Why a former Nazi stormtrooper has donated his life savings to a small Scottish village

A former Nazi storm trooper has handed over life savings of almost £400,000 to the little Scottish village where he was held captive during World War Two.

Heinrich Steinmeyer was just 19 when he was taken prisoner in Normandy just after D-Day in 1944. He had been a member of Hitler’s infamous Waffen SS, which was the armed wing of his party. However, even though Mr Steinmeyer was held captive in Scotland, he said he had never forgotten the kindness and generosity which had been shown to him there.

He was held at the Prisoner of War (PoW) camp at Cultybraggan near Comrie, Perthshire, saying following his release that his term there had left him a changed man, and that he no longer believed that he should have fought in the Second World War.


The former Nazi squadron leader often returned to Comrie after his release, making many friends in the village. He died at the age of 90 two years ago, requesting that his ashes were scattered in the hills overlooking the prison camp which was once his enforced home.

For the rest of his life, he said he wanted to repay the generosity shown to him and now he has fulfilled his promise by gifting a bequest of £384,000 to the village.
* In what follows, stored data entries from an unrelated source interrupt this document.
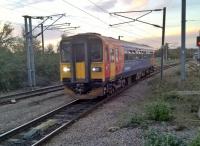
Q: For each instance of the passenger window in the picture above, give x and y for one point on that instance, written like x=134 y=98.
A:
x=106 y=54
x=112 y=55
x=117 y=55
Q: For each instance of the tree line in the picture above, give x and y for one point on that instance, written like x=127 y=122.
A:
x=13 y=62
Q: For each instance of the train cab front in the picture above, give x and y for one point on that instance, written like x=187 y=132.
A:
x=82 y=67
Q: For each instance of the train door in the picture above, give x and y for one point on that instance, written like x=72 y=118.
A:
x=107 y=63
x=112 y=64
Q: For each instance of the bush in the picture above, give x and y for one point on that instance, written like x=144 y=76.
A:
x=196 y=141
x=158 y=111
x=156 y=138
x=134 y=121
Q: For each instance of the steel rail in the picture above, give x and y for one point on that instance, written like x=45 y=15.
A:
x=79 y=108
x=23 y=95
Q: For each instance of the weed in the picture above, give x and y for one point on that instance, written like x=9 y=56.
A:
x=156 y=138
x=196 y=141
x=158 y=111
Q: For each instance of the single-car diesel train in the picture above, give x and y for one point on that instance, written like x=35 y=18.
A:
x=93 y=65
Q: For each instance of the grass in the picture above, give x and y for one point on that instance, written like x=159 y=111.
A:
x=158 y=111
x=195 y=141
x=167 y=103
x=156 y=138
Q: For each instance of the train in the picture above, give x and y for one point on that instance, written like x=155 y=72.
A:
x=93 y=65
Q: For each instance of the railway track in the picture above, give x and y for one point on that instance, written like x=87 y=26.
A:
x=12 y=98
x=41 y=129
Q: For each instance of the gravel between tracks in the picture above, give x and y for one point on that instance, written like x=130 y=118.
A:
x=13 y=115
x=94 y=129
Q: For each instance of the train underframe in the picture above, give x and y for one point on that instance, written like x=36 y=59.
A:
x=97 y=88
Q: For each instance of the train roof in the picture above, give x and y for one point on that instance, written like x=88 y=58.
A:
x=123 y=43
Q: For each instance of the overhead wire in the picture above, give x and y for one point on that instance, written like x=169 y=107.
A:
x=105 y=11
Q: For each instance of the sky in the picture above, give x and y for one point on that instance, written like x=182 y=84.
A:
x=94 y=16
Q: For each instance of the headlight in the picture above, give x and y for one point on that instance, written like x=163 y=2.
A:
x=96 y=69
x=66 y=69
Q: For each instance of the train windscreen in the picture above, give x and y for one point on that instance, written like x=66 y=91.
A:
x=65 y=52
x=96 y=49
x=79 y=51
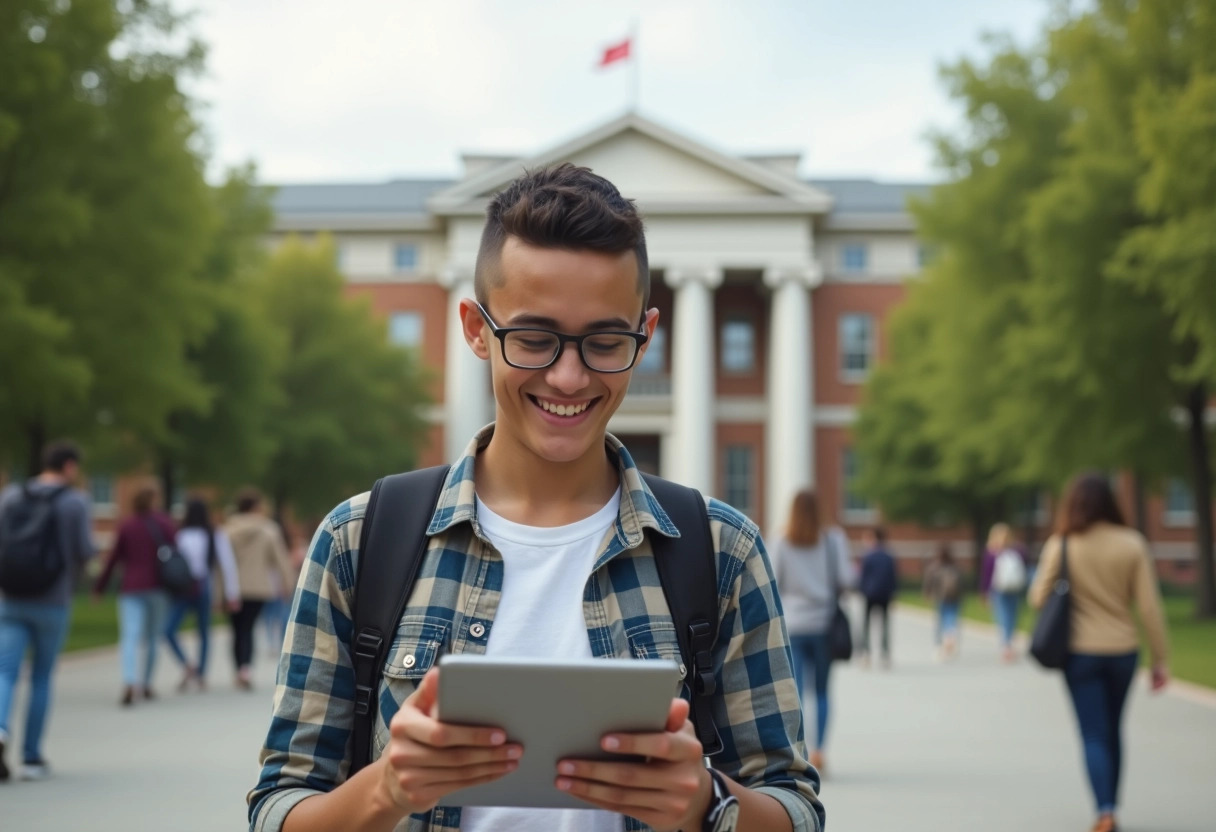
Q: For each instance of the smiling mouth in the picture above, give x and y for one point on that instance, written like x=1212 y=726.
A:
x=563 y=410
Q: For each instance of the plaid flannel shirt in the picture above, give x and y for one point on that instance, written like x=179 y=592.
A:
x=756 y=709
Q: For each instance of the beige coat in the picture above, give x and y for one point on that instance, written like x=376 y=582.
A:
x=259 y=549
x=1109 y=569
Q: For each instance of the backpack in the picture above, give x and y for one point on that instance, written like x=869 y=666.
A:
x=32 y=556
x=1008 y=572
x=387 y=571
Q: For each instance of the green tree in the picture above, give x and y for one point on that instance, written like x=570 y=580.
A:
x=230 y=439
x=350 y=400
x=103 y=220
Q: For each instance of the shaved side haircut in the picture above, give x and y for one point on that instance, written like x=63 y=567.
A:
x=561 y=207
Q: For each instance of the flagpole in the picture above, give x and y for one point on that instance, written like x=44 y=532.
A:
x=635 y=71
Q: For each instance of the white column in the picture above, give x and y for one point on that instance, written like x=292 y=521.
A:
x=789 y=433
x=692 y=376
x=467 y=399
He has also requested that his house outside Bremen in Germany along with the rest of his possessions are sold to benefit the community which welcomed him, even though they were fighting opposite sides of the war effort.

The Comrie Development Trust which bought Cultybraggan camp for £350,000 in 2007, has now received a donation of €457,180 (£386,086). The trust said they would make sure that his gratitude lived on by supporting elderly people in the community.

He was first taken into the camp in August 1944, where he said that he received such incredible treatment at the hands of guards and villagers, that he decided to live in Scotland following the war.